Подходит время, надо что-нибудь пробовать! Все я мытарства видел, ото всего в убытке остался... Порешил я работать один; трудно, ну, по крайней мере, хоть какой-нибудь жизни добиться можно. Тут я, признаться, братцу и маменьке в ножки поклонился, дали они мне денег - с Зуевым за его половину в станке расчесться... Стал я Алешке деньги отдавать, плачет малый!
"Ах, - говорит, - Проша, как ты чуден! Ну, пьян человек, чужое добро пропил, эко дело! А ты, - говорит, - уж и бог знает что... Лучше бы в тыщу раз стали мы с тобой опять дело делать".
"Нет, - говорю, - шалишь!"
"Опять бы песни, стих бы какой... Неужто ж я зверь какой?
Я все понимаю это... А уж против нашей жизни не пойдешь:
вот я теперь чуйку пропил, должон я стараться другую выработать".
"И другую, - говорю, - пропьешь".
"Может, и другую... Я почем знаю?.. Я вперед ни минуточки из своей жизни угадать не могу..."
Жалко мне его стало, но, поскрепившись, я его спросил:
"Куда мое-то пальто девал?.."
"Я почем знаю!.. Я об этом тебе ничего не могу сказать... Эх, Проша!"
Однако же я с ним жить не стал. Страсть как мне было тяжело одному! Две недели с неумелых-то рук над работой покоптеть, а выручки, барышу то есть, - три рубля. С чего тут жить? Ну, кое-как перебивался, платьишко начал заводить, например, манишку, все такое, нельзя! Познакомился с чиновником... Кой-как! К братцу я в то время не ходил, или ежели случится, то очень редко, по той причине, что окроме уныния завели они другую Сибирь: гитару... Иной человек возьмется на гитаре-то, восхищение, душа радуется, но братец мой изо всего муку-мученскую делал. Постановит палец на струне у самого верху и начнет его спускать даже до самого низу. Воет струна-то, чистая смерть! По этому случаю я у него не бывал.
Начал было я в это время Алеху Зуева вспоминать, не позвать ли, мол? А он, не долго думая, и сам ко мне привалил...
Пьяный-распьяный.
"Ты! - заорал на меня, - подлекарь! подавай деньги!"
"Как-кие, - говорю, - деньги?"
"Ты разговоры-то не разговаривай, подавай... Какие! - передразнивает, за станок! вон какие!"
Тут я, признаться сказать, в такое остервенение вошел, что, не помня себя, тотчас за горло его сцапал и грохнул на землю.

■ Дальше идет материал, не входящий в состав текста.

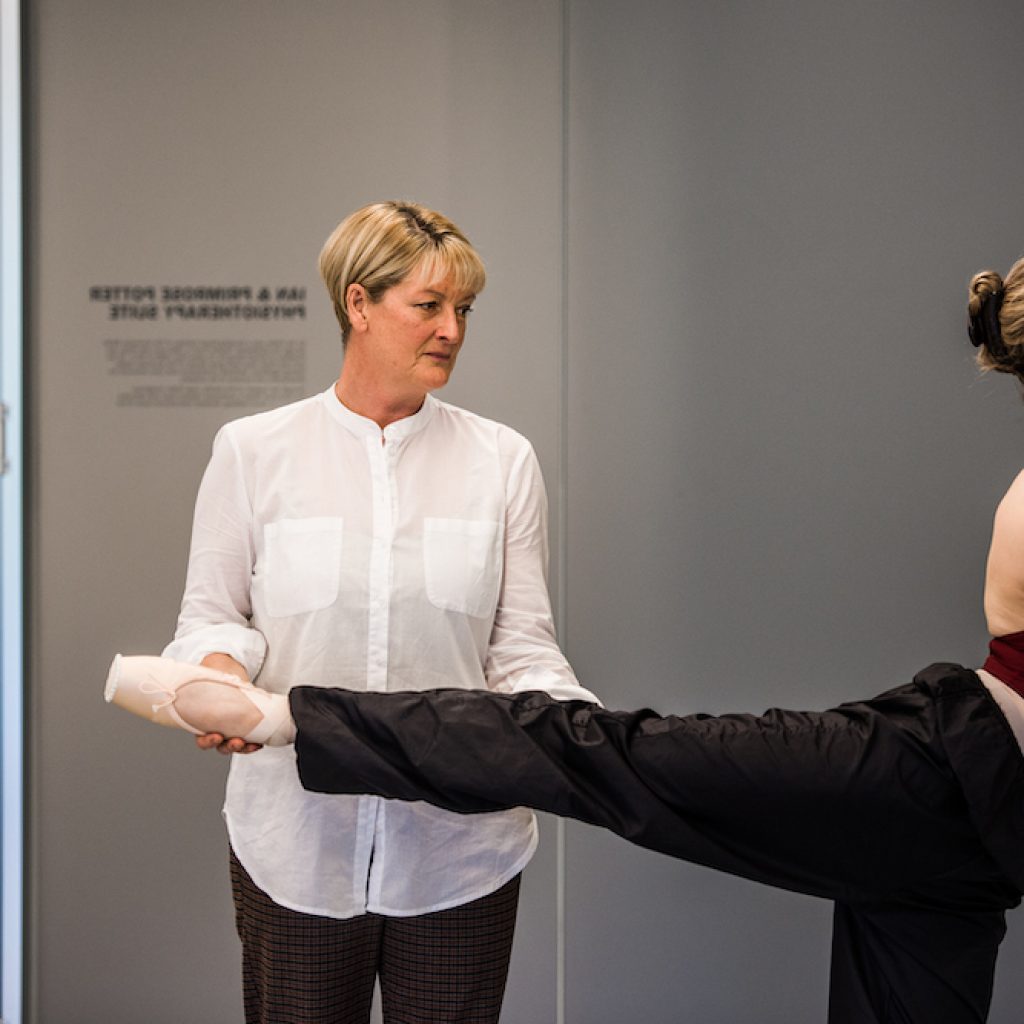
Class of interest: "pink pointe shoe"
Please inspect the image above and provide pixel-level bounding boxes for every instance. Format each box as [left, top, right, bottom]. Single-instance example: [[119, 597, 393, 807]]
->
[[103, 654, 295, 746]]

Вижу: малому смерть, но все же я еще ему коленкой в грудь нажал, и как же я его в это время полыскал!.. Ах, как я над ним все свои оскорбления выместил! Зажал ему горло и знаю, что ему теперича ни дохнуть, - между прочим, кричу на него:
"говор-ри!"
"Пр-роша, - хрипит... - П-пус-с-сти!"
"Говор-ри! Анафема!.."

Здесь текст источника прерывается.